Part of the fun of Oshkosh is seeing what is on the horizon in aviation. Even more fun is to speculate on what might be coming over the horizon next year. So here is a prediction:  Little was heard at AirVanture about Cessna’s “Next Generation Piston” development. While we know how busy Cessna is with its very successful business jets, including its VLJ offering, the Mustang, it is hard to believe that it is going to continue giving up single-engine piston market share to Cirrus. So why the delay in launching the “192” NGP to replace the venerable 172 & 182 lines? My guess is that Cirrus is waiting for a technology breakthrough, for a product edge.  And that guess is that it is waiting to select a diesel power plant, such as the Centurion 4.0; it already supports Thielert conversions to 172s. That may be the big news in 2008.

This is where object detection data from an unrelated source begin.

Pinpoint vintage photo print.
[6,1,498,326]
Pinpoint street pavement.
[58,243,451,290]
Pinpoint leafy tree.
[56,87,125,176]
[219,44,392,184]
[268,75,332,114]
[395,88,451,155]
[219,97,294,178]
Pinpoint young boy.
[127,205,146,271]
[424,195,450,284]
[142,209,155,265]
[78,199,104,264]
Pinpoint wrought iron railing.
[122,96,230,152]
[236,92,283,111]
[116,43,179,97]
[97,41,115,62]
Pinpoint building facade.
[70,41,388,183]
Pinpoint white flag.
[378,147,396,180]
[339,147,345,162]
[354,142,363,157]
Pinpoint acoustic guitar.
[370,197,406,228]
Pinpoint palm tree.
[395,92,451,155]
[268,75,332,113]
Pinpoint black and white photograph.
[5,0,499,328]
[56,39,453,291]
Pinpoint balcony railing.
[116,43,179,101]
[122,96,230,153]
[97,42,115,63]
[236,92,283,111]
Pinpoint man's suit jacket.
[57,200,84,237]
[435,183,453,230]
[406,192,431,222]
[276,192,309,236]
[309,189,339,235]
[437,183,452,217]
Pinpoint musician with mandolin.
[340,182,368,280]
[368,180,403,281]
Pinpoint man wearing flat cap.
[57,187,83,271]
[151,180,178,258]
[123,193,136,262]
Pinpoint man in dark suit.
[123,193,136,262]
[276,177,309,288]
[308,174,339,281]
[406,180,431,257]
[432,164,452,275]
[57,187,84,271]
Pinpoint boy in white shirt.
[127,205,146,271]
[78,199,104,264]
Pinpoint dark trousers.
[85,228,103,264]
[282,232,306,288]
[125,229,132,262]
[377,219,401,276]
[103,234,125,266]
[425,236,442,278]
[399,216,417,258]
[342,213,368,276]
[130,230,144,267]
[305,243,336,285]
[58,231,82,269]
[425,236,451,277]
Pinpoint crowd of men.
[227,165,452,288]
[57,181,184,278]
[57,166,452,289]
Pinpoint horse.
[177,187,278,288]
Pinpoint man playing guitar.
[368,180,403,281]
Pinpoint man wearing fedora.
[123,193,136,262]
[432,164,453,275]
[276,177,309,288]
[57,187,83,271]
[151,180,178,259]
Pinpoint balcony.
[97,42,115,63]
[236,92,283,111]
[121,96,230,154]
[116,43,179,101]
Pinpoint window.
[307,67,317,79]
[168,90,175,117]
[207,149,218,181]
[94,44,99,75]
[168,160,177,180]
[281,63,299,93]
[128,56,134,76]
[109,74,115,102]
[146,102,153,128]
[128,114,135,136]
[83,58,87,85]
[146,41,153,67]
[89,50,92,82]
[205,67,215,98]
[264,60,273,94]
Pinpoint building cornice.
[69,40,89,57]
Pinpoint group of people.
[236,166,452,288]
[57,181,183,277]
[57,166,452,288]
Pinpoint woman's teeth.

Meanwhile, there is another manufacturer already into diesel engines. Diamond already makes its TwinStar with diesel power plants, and I suspect we will see diesels in the DA42 Star and the new DA50 SuperStar; sticking a Centurion 2.0 into the DA20 could give it a complete diesel line. And the Diamond lineup will also include the DJ1 jet. Might Cessna find its major general aviation competitor coming from north of the border? Might the Diamond plant in London, Ont., become Wichita north?  You will just have to wait till AirVenture 2008 to find out.